Consider the first few minutes of Cat Returns. After a couple of opening shots, the film introduces the heroine, Haru, a preteen girl living in a suburban home with her mother. Her alarm fails to wake her up in time for school, and her mother calls to her from the foyer of the house. From the overhead shot, we see five pairs of shoes, a couple umbrellas, and a cheap-looking throw rug; in a subsequent shot, we see the mother's neatly ordered bookshelves, which line the small den next to the kitchen. These images of middle-class domesticity are comforting in their familiarity, and the muted colors and department store decor convey an authenticity that many live-action films lack.
This approach is comparable to that of French director Jacques Rivette, whose unique movie fantasies (like Celine and Julie Go Boating and The Gang of Four) gradually enter into dream narratives from starting points of heightened mundanity. The first major set piece of The Cat Returns, which occurs about ten minutes in, feels like a Rivettean fantasy in miniature. Haru awakens in the middle of the night to a sound coming from the end of her street. We see a master shot of the street: a few orbs of blue light hover in the distance, recalling the modest lamp hanging over Haru's dinner table in the previous scene. A few quick shots present house cats meowing at the strange signal and running off their porches to inspect it; in a moment, Haru goes to her window to inspect it as well.

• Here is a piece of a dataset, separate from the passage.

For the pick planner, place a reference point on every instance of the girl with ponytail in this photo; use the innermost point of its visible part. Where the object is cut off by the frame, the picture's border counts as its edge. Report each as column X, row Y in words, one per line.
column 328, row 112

It's a masterful succession of images, tickling the viewer's curiosity with the characters' curiosity. The fantasy emerges little by little—through hesitant, feline steps, if you will—until the floodgates open. At exactly ten minutes into the film, we're treated to the first grand triumph of imagination: a procession of cats walking on their hind legs, overseen by the Cat King, who's come to invite Haru to the Kingdom of Cats. The movie's fantasy feels earned.